Outside the immune system, CD97 is likely involved in cell–cell interactions. CD97 in colonic enterocytes strengthens E-cadherin-based adherens junctions to maintain lateral cell-cell contacts and regulates the localization and degradation of β-catenin through glycogen synthase kinase-3β (GSK-3β) and Akt signaling. Ectopic CD97 expression upregulates the expression of N-cadherin and β-catenin in HT1080 fibrosarcoma cells leading to enhanced cell-cell aggregation. CD97 is expressed at the sarcoplasmic reticulum and the peripheral sarcolemma in skeletal muscle. However, lack of CD97 only affects the structure of the sarcoplasmic reticulum, but not the function of skeletal muscle. In addition, CD97 promotes angiogenesis of the endothelium through to α5β1 and αvβ3 integrins, which contributes to cell attachment.

== Clinical significance ==
CD97 expression in cancer was first reported for dedifferentiated thyroid carcinoma and their lymph node metastases. CD97 is expressed on many types of tumors including thyroid, gastric, pancreatic, esophageal, colorectal, and oral squamous carcinomas as well as glioblastoma and glioblastoma-initiating cells. In addition, enhanced CD97 expression has been found at the invasion front of tumors, suggesting a possible role in tumor migration/invasion, and correlated with a poorer clinical prognosis. CD97 has isoform-specific functions in some tumors.
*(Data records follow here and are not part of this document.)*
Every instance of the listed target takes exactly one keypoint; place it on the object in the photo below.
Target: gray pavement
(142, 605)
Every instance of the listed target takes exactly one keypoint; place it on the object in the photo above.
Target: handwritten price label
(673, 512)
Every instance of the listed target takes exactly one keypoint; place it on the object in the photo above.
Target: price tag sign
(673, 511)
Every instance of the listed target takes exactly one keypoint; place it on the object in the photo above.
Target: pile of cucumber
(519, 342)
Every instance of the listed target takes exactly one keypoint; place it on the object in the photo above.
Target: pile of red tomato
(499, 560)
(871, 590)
For instance, the small EGF(1,2,5) isoform promoted tumor invasion and metastasis in gastric carcinoma; the small EGF(1,2,5) isoform induced but the full length EGF(1-5) isoform suppressed gastric carcinoma invasion.
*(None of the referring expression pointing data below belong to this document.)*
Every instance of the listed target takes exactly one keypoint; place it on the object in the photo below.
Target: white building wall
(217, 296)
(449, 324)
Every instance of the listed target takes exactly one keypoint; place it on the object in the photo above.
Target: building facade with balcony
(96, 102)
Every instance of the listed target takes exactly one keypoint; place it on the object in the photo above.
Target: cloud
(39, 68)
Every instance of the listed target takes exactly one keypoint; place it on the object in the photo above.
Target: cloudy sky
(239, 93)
Forced CD97 expression induced cell migration, activated proteolytic matrix metalloproteinases (MMPs), and enhanced secretion of the chemokines interleukin (IL)-8. Tumor suppressor microRNA-126, often downregulated in cancer, was found to target CD97 thereby modulating cancer progression. CD97 can heterodimerize with the LPAR1, a canonical GPCR that is implied in tumor progression, to modulate synergistic functions and LPA-mediated Rho signaling. It has been shown that CD97 regulates localization and degradation of β-catenin. GSK-3β, inhibited in some cancer, regulates the stability of β-catenin in cytoplasm and subsequently, cytosolic β-catenin moves into the nucleus to facilitate expression of pro-oncogenic genes. Because of its role in tumor invasion and angiogenesis, CD97 is a potential therapeutic target. Several treatments reduce CD97 expression in tumor cells such as cytokine tumor growth factor (TGF)β as well as the compounds sodium butyrate, retinoic acid, and troglitazone. Taken together, experimental evidence indicates that CD97 plays multiple roles in tumor progress.